Staying afloat was all there really was to do. Walt told himself to keep his eye on Christopher, to make sure his head stayed above the four-foot waves. But his mind wandered to his own mom and dad waiting for them back at the house, to the girls left on the beach, to nothing at all. He forced himself not to consider what could be swimming below them. The only sounds to keep them company were the lap of the waves and the slap of the fins of the small fish that jumped onto the surface. Walt could see the white point revolving at the top of the lighthouse, counted the seconds of its revolution. He decided the coast guard would probably be coming for them soon. They had been in the water for two hours, he guessed. They were beginning to tire.
Christopher was no longer laughing, so Walt decided it was time to give him a break. He dog-paddled to his son, grabbed his arm, and let Christopher climb on his back. Walt, who'd become a certified lifeguard because Angela's Girl Scout troop needed him to get his license, took a deep breath. Then he arched his back and dipped his head forward below the surface, arms slightly extended from his sides – the dead man's float.
He lay facedown in 30-second increments, coming back up for air, wiping the water from his cheeks, spitting the ocean out of his mouth. Each time he would clutch Christopher's hands, then lift him up on his back. Christopher would lay his stomach on top of Walt and wrap his arms around his father's neck. Each time Walt rose to take a breath he ached more; after only a few minutes he came up again and clutched his stomach. Then he vomited. He puked everything he had eaten at lunch, big chunks of his cheeseburgers, floating in a pool of bile on the surface, barely digested. He dry heaved until his throat burned; he was screaming gibberish, nonsense, "Jesus, God, help us...."
Small fish surfaced in packs to feast on the vomited meal, and Christopher reacted with panic.

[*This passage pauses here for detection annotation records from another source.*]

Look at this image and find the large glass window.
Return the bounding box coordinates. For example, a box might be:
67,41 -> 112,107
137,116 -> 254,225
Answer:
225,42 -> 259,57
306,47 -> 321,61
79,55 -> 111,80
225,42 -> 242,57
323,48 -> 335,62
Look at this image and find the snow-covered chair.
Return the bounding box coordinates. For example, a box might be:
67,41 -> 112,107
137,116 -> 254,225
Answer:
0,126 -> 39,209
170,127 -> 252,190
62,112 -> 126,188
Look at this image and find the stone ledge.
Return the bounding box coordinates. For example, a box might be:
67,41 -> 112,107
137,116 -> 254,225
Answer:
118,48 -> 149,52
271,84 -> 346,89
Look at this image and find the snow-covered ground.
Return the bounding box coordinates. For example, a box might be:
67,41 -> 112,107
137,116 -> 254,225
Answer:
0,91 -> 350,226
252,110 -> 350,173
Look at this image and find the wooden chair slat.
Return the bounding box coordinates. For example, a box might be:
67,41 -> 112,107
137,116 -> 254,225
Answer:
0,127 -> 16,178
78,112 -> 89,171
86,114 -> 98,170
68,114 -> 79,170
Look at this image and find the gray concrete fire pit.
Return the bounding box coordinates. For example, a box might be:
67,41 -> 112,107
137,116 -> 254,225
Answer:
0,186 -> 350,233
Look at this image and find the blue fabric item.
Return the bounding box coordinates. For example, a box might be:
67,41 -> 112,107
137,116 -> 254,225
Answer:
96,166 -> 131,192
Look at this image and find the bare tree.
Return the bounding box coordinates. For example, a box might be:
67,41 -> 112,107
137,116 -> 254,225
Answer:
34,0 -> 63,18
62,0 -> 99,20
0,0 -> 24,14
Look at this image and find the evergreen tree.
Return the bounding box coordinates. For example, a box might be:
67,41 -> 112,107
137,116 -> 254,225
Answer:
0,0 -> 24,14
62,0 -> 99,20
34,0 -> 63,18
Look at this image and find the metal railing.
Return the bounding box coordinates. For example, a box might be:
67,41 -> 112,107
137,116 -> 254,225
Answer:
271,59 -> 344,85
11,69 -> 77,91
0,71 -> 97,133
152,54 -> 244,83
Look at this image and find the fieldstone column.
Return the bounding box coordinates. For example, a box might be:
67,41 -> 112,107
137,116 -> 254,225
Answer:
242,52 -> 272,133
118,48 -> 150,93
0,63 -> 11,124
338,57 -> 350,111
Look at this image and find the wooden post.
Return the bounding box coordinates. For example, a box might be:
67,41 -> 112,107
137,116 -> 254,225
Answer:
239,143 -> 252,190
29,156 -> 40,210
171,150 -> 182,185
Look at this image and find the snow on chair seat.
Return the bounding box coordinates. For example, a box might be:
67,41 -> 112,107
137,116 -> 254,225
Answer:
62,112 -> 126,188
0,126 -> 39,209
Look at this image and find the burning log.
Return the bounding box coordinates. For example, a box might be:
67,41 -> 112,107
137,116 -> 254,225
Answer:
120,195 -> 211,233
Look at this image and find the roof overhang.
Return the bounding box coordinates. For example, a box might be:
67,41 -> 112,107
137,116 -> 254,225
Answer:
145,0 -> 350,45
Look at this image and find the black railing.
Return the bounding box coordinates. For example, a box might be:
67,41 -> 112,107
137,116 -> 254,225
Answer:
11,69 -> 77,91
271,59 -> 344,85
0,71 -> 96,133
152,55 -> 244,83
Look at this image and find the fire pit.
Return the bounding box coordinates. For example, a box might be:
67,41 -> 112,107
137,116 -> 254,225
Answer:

He began to scream. He grabbed at Walt's hair and tried to rip it out of his head. He was thrashing on Walt's back, his weight pushing Walt beneath the surface. Christopher weighed about 120 pounds, and he was tearing at his father, digging his fingernails into him, crying at the top of his lungs. Walt pulled him off of his back, wiped his eyes, and croaked, "Please, Christopher, calm down. Please be a good boy." Christopher looked at Walt, pleading with a pair of helpless eyes, as if to ask: What are we going to do, Dad? Walt had no answer. He couldn't breathe.

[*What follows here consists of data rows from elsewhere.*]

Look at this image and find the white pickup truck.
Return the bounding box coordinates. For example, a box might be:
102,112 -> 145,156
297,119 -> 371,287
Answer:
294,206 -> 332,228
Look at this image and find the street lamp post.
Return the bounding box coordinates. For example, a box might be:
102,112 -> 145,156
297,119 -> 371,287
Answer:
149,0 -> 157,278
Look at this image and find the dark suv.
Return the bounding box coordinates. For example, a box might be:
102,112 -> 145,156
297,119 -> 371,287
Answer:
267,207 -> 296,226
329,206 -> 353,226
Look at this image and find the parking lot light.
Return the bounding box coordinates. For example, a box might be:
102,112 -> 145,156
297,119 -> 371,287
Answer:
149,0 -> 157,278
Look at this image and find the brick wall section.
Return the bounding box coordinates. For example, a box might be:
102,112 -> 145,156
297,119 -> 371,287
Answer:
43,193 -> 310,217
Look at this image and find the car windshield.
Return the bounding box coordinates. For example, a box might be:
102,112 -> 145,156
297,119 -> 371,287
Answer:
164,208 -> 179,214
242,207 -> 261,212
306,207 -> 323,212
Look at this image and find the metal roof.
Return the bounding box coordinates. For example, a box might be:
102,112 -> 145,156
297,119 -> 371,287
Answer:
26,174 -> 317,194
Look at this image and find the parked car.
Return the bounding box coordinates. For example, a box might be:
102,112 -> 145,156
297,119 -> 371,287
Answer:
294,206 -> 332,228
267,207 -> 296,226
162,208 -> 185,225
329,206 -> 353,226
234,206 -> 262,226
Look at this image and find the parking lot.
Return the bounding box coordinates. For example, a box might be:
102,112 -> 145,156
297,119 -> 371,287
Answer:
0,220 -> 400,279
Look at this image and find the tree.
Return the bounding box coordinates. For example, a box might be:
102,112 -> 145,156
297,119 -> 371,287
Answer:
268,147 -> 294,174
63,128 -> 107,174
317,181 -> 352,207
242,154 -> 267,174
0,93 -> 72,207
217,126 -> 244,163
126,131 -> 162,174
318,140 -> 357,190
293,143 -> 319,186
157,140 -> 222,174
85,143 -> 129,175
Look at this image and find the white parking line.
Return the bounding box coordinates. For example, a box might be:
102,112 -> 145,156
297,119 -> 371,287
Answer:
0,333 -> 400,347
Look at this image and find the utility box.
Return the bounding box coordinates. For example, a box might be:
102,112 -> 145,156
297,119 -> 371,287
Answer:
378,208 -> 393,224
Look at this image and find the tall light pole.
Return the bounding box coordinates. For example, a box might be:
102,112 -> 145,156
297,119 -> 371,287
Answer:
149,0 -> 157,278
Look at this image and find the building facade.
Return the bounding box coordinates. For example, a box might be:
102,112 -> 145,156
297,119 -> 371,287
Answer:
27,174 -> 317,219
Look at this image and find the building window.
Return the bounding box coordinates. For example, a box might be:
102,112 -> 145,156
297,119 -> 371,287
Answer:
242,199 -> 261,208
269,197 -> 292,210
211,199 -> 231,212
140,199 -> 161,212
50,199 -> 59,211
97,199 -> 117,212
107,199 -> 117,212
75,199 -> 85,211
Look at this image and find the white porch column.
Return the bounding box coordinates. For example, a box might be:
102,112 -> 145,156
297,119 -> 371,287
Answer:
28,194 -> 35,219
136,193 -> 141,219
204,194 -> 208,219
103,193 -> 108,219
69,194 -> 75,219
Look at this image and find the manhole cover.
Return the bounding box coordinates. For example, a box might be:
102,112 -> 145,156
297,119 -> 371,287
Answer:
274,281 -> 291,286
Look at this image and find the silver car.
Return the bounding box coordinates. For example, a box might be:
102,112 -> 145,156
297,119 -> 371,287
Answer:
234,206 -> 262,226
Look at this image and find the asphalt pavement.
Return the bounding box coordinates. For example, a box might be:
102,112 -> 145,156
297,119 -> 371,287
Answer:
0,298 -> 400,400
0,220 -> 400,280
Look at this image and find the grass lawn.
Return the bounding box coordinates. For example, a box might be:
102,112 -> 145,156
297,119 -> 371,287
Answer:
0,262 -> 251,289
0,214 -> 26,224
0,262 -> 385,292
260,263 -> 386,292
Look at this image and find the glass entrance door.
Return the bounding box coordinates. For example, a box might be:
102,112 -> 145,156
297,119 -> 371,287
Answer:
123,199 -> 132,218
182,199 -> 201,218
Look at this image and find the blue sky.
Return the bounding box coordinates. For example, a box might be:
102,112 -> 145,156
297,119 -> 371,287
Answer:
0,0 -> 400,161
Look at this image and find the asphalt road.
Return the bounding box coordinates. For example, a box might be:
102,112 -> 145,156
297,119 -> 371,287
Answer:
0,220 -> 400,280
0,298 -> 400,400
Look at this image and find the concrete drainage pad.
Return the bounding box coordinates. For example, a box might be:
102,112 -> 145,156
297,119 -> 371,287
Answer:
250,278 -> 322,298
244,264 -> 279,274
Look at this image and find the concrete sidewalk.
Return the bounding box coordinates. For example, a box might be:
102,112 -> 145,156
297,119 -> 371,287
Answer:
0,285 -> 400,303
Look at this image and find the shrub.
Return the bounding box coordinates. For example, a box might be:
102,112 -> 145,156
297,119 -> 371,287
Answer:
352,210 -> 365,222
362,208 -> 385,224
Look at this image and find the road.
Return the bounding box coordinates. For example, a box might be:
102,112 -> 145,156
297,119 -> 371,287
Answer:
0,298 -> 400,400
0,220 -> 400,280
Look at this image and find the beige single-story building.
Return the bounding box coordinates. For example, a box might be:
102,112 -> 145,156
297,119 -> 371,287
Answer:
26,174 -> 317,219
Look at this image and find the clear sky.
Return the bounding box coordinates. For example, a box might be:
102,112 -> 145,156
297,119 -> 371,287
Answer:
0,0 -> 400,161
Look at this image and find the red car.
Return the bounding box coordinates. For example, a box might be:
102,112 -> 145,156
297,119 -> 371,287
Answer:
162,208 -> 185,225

Christopher grabbed for him again, jumping out of the water to get away from the fish, splashing salt water into Walt's eyes. Walt went under, gulping a throatful of ocean that made him vomit again. Crying, desperate to breathe, he yelled at Christopher, at the situation. Christopher was screaming again, too. What could Walt do? There was really only one thing he could do, for the both of them. He was forced to make a horrible decision: If they stayed together, if Christopher kept clutching his father, they would both drown. Their only chance was for Walt to separate himself from Christopher, to hope that his son could stay afloat on his own. It was the only choice that made any sense. He looked at his son again, then pushed him away into the ocean.